Terça-feira, Maio 19, 2026
NOTÍCIA

Cortar combustível de um país é tentar matar seu povo

Montevidéu, 2 fev (Prensa Latina) Cortar o fornecimento de combustível a um país é tentar matar seu povo, opinou o presidente da Comissão de Assuntos e Relações Internacionais da Frente Ampla (Carifa) do Uruguai, Fernando Gambera.

Foi a reação do líder do Frente Ampla ao decreto assinado pelo presidente dos Estados Unidos, Donald Trump, que prevê sanções tarifárias aos países que vendem petróleo à ilha.

Gambera conversou com a Prensa Latina e considerou que ações como essa são um ataque aos direitos humanos e condenam todo um povo, em particular os mais vulneráveis, a sofrer penalidades.

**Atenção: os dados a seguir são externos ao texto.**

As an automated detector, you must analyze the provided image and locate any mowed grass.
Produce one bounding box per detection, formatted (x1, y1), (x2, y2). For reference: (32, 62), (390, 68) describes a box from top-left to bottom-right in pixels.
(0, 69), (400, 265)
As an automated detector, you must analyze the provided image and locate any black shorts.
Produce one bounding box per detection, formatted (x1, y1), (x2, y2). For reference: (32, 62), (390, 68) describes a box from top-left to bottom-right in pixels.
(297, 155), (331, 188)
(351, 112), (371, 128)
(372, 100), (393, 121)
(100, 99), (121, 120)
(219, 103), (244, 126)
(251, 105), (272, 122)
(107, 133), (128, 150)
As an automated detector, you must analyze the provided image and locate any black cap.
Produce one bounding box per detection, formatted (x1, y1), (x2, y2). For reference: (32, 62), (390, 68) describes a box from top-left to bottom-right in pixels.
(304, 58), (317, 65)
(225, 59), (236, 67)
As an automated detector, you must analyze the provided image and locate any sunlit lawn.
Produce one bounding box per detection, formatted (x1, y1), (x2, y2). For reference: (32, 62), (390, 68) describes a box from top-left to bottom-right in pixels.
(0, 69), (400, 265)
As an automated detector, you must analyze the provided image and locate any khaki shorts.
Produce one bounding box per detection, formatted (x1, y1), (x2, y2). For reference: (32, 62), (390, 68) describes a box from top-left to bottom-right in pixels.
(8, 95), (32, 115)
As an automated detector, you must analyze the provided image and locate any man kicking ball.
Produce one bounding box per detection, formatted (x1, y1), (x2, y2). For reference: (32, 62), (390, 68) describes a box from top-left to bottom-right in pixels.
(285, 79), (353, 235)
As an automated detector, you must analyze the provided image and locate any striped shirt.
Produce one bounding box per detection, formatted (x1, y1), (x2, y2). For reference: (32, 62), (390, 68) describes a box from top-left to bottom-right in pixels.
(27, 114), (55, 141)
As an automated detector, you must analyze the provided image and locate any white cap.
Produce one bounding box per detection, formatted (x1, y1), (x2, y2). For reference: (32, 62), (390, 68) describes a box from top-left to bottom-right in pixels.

Essa política tem a mais forte rejeição de toda a militância da Frente Ampla e daqueles que, no Uruguai, reconhecem os valores de solidariedade dos cubanos, afirmou.

Ele agradeceu que milhares de seus compatriotas, em sua maioria idosos, tenham recuperado a visão com a ajuda de uma brigada oftalmológica cubana que presta serviços há 18 anos no Hospital de Ojos “José Martí”, referência nacional.

“Lutaremos ao lado de Cuba, acompanhando-os de forma concreta na resistência contra o bloqueio desumano”, afirmou.

O presidente da Carifa anunciou que uma delegação da Frente Ampla viajará a Havana para expressar sua solidariedade em momentos de perigo e ameaças ao país caribenho.

O governo de Donald Trump é desumano e deve ser condenado mundialmente. “Do Uruguai, apoiaremos o povo de Cuba”, concluiu.

Gambera participou no último sábado aqui de um ato em homenagem a José Martí no 173º aniversário de seu nascimento, ocasião em que representou a Frente Ampla, junto com deputados, autoridades do governo, membros da solidariedade com Cuba e integrantes da brigada médica cubana, entre outros participantes.